Logstash Collectd Input Plugin

A few weeks ago I finished the initial release of the Logstash collectd input plugin. I'm really excited about this new feature!

Some of you may be wondering why we would go to this effort, seeing how collectd data isn't exactly, well, logs. We consider any data that has a corresponding timestamp to be an event in Logstash. The data collectd sends is also timestamp + metric data. It will fit right alongside your other log data as a valuable companion. Now you can see if there's a corresponding change in disk I/O or CPU load when you see certain log entries, or vice versa! The possibilities are vast! I can't wait to hear how you use this plugin to help visualize your data!

collectd configuration

The simplest way to get started is to configure collectd. You may or may not already have a collectd setup where you are, but your configuration file could be as simple as this:

Hostname    "host.example.com"
LoadPlugin interface
LoadPlugin load
LoadPlugin memory
LoadPlugin network
<Plugin interface>
    Interface "eth0"
    IgnoreSelected false
<Plugin network>
    <Server "" "25826">

These options will send collectd information consisting of cpu load, memory stats, and network traffic information via UDP to the IP on port 25826. For your own setup just replace with the IP or hostname of your Logstash instance. The collectd plugin will populate the Logstash event host field with whatever is in the “Hostname" directive rather than what reverse lookup finds. If otherwise unset, the default configuration will send values every 10 seconds. You can learn more about collectd configuration here.

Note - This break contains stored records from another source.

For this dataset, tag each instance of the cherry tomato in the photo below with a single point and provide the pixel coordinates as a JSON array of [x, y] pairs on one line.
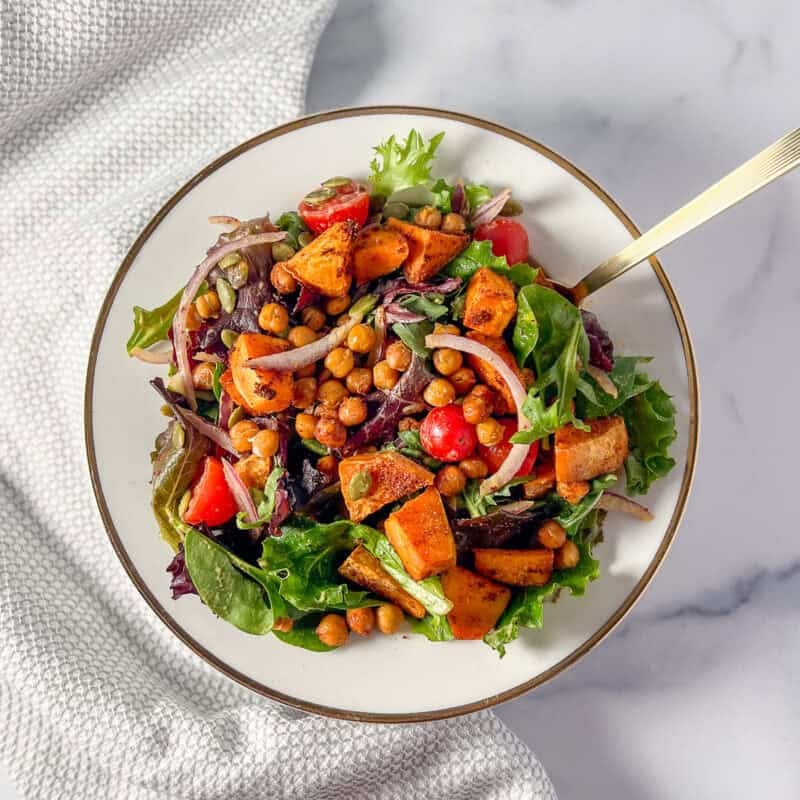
[[446, 435], [495, 455], [508, 237], [212, 502], [335, 204]]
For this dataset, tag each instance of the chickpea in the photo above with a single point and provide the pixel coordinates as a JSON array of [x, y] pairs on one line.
[[352, 411], [428, 217], [340, 361], [313, 318], [305, 425], [383, 376], [359, 380], [453, 223], [283, 280], [474, 468], [489, 432], [398, 356], [567, 556], [450, 480], [331, 393], [265, 443], [361, 338], [439, 392], [447, 361], [551, 535], [273, 317], [360, 620], [332, 630], [301, 335], [242, 433], [330, 432], [389, 618]]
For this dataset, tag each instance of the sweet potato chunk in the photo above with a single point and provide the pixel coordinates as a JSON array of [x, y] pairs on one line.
[[581, 455], [363, 569], [477, 602], [325, 265], [515, 567], [490, 303], [490, 376], [428, 251], [392, 476], [377, 252], [259, 391], [420, 532]]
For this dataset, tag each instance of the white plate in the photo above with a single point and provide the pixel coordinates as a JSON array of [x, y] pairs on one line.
[[573, 226]]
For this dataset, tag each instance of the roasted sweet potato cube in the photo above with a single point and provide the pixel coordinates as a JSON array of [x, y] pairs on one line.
[[325, 265], [259, 391], [420, 532], [477, 602], [490, 376], [515, 567], [377, 252], [581, 455], [391, 477], [490, 303], [363, 569], [428, 250]]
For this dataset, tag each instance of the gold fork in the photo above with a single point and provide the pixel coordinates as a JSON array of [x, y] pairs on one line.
[[772, 162]]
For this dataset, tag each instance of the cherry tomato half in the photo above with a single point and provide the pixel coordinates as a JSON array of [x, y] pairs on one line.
[[212, 502], [348, 201], [495, 455], [508, 237], [446, 435]]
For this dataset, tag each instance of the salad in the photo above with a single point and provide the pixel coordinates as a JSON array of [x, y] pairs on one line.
[[381, 412]]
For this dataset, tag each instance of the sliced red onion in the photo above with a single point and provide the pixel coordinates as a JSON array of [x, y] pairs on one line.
[[490, 209], [611, 501], [516, 456], [180, 334]]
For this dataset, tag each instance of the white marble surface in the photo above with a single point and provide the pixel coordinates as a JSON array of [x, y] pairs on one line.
[[697, 694]]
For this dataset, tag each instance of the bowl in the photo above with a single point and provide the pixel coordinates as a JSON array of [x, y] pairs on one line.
[[573, 225]]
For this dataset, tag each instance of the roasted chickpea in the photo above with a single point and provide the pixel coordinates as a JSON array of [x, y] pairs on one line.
[[242, 433], [283, 280], [340, 361], [439, 392], [331, 393], [361, 338], [359, 380], [332, 630], [265, 443], [383, 376], [567, 556], [447, 360], [273, 317], [453, 223], [398, 356], [489, 432], [389, 618], [450, 480], [551, 535], [305, 425], [360, 620], [352, 411], [428, 217], [330, 432]]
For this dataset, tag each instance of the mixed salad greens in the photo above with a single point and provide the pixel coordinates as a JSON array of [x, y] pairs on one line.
[[380, 409]]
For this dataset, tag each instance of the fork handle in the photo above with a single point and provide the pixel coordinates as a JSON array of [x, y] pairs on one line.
[[772, 162]]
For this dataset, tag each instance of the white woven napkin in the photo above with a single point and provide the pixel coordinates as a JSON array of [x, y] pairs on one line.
[[105, 109]]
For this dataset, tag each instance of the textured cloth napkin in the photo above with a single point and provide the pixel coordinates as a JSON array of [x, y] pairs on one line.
[[105, 109]]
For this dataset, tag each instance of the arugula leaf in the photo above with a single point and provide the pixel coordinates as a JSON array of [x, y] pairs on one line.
[[399, 165]]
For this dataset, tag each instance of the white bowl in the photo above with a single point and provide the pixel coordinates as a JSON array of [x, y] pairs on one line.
[[573, 224]]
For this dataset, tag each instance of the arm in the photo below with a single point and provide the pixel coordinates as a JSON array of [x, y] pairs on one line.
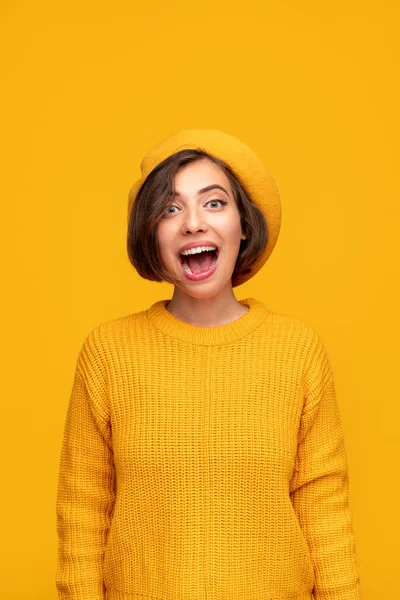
[[320, 485], [86, 483]]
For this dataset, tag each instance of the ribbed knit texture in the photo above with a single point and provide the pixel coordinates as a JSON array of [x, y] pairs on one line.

This example is only a tiny sample of the kind of plugins and configurations collectd has to offer. A comprehensive list can be found here. As with Logstash, you can write your own plugins for collectd so there are virtually endless possibilities!

Logstash configuration

Now that we have our collectd ready to send let's configure our Logstash instance

input {
  collectd {}

Yep, that's it. Pretty crazy, right? We try to come up with sane defaults for everything. The full configuration explanations are here. Let me explain some important ones.

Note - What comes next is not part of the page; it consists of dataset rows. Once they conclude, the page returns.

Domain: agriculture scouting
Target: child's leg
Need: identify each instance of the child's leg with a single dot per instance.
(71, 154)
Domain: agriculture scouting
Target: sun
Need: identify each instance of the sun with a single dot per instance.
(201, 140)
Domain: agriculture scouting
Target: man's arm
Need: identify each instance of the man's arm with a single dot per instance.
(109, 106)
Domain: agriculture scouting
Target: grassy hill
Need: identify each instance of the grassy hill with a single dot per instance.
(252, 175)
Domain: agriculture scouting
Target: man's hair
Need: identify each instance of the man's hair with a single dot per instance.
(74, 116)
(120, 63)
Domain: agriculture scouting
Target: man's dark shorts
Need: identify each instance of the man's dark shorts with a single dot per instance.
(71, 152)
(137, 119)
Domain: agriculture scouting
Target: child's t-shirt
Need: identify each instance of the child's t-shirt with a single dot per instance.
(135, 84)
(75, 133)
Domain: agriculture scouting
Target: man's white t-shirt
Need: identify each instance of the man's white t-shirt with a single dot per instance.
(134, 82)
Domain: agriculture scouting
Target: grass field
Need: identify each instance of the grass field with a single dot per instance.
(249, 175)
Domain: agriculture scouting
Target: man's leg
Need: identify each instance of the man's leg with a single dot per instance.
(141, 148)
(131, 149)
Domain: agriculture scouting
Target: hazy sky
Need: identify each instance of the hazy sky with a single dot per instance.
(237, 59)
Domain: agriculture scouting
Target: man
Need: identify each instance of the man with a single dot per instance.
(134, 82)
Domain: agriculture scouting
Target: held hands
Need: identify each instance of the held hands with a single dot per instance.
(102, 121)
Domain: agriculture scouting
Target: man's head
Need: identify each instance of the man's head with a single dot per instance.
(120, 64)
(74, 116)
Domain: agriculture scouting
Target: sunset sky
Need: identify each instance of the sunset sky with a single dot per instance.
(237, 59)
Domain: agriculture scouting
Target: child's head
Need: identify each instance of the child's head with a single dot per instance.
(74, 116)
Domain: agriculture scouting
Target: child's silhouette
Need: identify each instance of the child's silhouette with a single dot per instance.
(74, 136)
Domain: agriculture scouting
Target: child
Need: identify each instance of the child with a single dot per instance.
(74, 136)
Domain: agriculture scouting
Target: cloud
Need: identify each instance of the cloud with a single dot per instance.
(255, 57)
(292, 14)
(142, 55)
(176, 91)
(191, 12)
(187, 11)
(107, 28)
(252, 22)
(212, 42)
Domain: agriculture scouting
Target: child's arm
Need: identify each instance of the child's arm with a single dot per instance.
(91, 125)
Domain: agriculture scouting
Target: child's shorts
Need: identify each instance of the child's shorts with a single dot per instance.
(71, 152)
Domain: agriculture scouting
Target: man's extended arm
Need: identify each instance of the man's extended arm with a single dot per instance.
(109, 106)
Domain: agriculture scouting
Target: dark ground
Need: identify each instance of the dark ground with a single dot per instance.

  • buffer_size The default is 1452, which is what the official collectd server process expects too.
  • port The default is 25826, which is also what the official collectd server process expects.
  • prune_intervals The default is true. This one is a bit trickier to explain as it is part of the way collectd sends data. In order to allow some applications to properly gauge frequency a special field is sent to indicate how frequently that field will be updating. Another is subsequently sent each time that interval is reached. In Logstash we typically do not care about this field, but if you want it anyway, you can enable it by setting prune_intervals to false.
  • typesdb The typesdb is the definition file for collectd data. I included the typesdb from the most recent (5.4.0 at this writing) version of collectd so you won't need to use this option unless you have one or more custom typesdb files. This option is simply an array of paths, <br>e.g. <code>[ "/path/to/typesdb1", "/path/to/typesdb2", … ]

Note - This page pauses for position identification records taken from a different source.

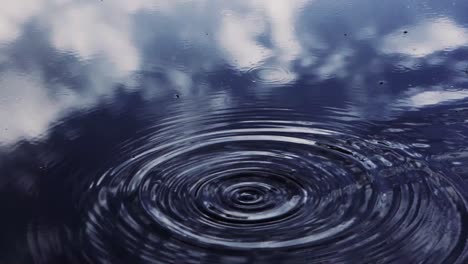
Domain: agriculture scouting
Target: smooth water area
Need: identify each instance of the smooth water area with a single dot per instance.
(262, 131)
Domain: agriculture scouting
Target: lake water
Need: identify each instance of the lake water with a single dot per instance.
(209, 131)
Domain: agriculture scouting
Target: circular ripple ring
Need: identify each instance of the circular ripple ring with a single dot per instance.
(284, 187)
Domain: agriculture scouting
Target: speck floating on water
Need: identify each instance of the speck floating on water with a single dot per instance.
(266, 182)
(233, 132)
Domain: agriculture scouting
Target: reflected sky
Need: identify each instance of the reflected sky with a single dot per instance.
(58, 56)
(85, 85)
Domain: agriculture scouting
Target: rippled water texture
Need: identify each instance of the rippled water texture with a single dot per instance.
(298, 131)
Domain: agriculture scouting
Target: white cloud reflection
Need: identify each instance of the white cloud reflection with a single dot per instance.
(256, 34)
(425, 38)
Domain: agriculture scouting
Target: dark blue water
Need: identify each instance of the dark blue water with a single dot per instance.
(285, 131)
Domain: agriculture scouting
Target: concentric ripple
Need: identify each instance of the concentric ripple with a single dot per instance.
(269, 186)
(271, 75)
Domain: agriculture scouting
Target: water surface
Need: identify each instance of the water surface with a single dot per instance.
(233, 131)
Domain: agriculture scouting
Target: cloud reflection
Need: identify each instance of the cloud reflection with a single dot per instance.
(425, 38)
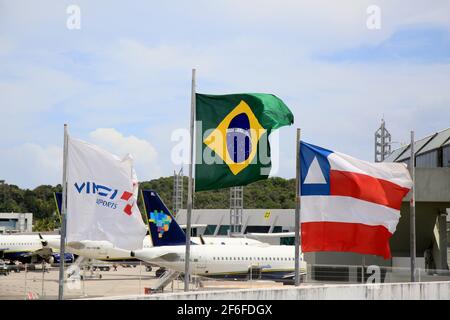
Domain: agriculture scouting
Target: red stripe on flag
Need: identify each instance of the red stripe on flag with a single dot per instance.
(367, 188)
(345, 237)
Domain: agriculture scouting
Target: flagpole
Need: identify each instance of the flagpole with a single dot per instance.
(297, 211)
(190, 187)
(63, 217)
(413, 211)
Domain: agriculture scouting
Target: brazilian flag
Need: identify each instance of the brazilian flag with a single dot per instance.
(232, 138)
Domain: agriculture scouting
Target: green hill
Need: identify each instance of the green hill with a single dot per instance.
(273, 193)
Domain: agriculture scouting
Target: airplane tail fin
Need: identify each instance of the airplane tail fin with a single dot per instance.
(164, 230)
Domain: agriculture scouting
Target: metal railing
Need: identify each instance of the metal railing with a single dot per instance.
(137, 278)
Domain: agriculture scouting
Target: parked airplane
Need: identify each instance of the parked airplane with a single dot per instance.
(263, 262)
(29, 249)
(104, 250)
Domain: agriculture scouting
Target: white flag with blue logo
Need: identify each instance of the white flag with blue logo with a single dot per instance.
(102, 192)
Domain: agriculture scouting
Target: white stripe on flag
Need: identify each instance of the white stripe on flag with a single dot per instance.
(394, 172)
(348, 210)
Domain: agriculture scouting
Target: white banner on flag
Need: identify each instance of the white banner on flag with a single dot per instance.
(102, 192)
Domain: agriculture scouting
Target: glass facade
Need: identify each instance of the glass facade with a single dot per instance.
(427, 160)
(446, 156)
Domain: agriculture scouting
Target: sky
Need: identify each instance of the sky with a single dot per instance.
(122, 79)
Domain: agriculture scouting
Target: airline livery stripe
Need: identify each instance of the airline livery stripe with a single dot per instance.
(348, 237)
(349, 210)
(368, 188)
(393, 172)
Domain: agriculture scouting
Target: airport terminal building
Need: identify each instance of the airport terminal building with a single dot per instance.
(432, 157)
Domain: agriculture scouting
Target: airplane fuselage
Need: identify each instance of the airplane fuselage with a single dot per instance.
(226, 261)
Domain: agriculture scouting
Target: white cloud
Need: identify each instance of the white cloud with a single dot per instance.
(30, 165)
(144, 154)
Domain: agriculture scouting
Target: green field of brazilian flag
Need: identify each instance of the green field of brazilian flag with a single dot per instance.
(231, 131)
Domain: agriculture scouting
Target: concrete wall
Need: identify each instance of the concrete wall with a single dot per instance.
(391, 291)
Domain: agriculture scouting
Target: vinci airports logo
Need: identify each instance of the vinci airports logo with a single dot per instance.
(161, 220)
(107, 197)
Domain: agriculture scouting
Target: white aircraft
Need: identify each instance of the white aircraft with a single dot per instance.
(263, 261)
(104, 250)
(32, 248)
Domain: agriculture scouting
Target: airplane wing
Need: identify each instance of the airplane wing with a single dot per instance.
(43, 253)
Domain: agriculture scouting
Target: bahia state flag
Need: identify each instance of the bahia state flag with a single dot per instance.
(348, 204)
(233, 149)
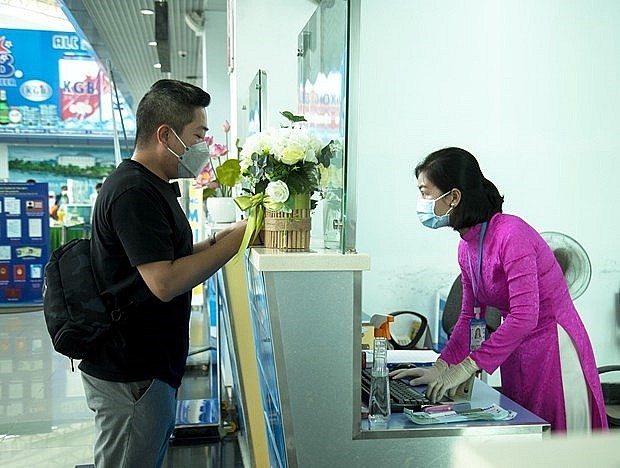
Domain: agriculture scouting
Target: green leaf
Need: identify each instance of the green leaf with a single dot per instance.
(292, 117)
(325, 155)
(229, 173)
(208, 192)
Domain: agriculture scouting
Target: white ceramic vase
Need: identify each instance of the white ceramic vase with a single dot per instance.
(221, 210)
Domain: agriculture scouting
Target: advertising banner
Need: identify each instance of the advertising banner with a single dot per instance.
(51, 84)
(24, 242)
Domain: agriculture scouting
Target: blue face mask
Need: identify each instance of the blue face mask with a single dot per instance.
(426, 213)
(193, 160)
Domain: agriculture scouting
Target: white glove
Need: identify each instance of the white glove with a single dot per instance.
(421, 375)
(451, 379)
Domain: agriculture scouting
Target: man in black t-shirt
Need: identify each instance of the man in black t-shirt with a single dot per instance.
(141, 235)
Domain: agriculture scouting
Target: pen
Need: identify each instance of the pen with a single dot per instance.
(438, 408)
(469, 411)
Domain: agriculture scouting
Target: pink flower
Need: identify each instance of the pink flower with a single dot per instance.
(217, 151)
(206, 178)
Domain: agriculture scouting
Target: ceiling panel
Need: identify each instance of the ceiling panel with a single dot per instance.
(119, 33)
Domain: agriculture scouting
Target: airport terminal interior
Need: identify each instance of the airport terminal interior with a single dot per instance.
(278, 341)
(44, 420)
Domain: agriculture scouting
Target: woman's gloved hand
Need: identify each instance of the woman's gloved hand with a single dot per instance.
(450, 379)
(421, 375)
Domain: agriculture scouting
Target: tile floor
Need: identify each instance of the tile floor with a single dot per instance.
(44, 420)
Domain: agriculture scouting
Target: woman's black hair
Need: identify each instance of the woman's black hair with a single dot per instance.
(451, 168)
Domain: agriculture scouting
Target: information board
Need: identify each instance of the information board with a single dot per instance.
(24, 242)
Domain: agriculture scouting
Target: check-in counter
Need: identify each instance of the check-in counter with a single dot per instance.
(306, 317)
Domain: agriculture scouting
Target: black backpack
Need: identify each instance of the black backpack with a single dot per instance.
(78, 316)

So, what is the result of this little example? I ran this test on my 2013 MacBook Air, with the data coming from a nearby computer with 2 Ethernet ports and 16G of memory.

This is traffic from a single box over a 1 hour period.

As you can see from this graph the memory is broken down into blocks: Inactive, Free, Wired, Active.
The CPU load histogram should be fairly self-explanatory, as are the network I/O charts. You can clearly see peaks every 5 minutes in network traffic on EN1 with little other traffic usually.

Caveat: The version of Kibana I am using here (as of 16 Dec 2013) was downloaded straight from the master branch on GitHub and is not an officially released version. I needed this version as it enabled me to do derivative graphing, where each subsequent point is the difference between the current and previous values. This is necessary with network values as collectd measures them as it simply sends the counter values from the kernel store (similar to SNMP network data). If you need this feature now you too can use the most current development version. The release of Kibana coming in Jan 2014 (coinciding with ES 1.0 release) will have this feature.

The stats themselves are unimpressive, seeing how they are from a personal server on home network with limited traffic. So I fired up collectd-tg, the collectd traffic generator. This was the result:

Keeping in mind that this was tested on a MacBook Air I thought it was a pretty good show: 3000 events per second. If I had configured servers to send an average of 30 events every 10 seconds (3 events per second) that amounts to my laptop being able to process a continuous stream of events from 1000 servers!

So, there's a brief introduction to the collectd plugin. Happy Logstashing!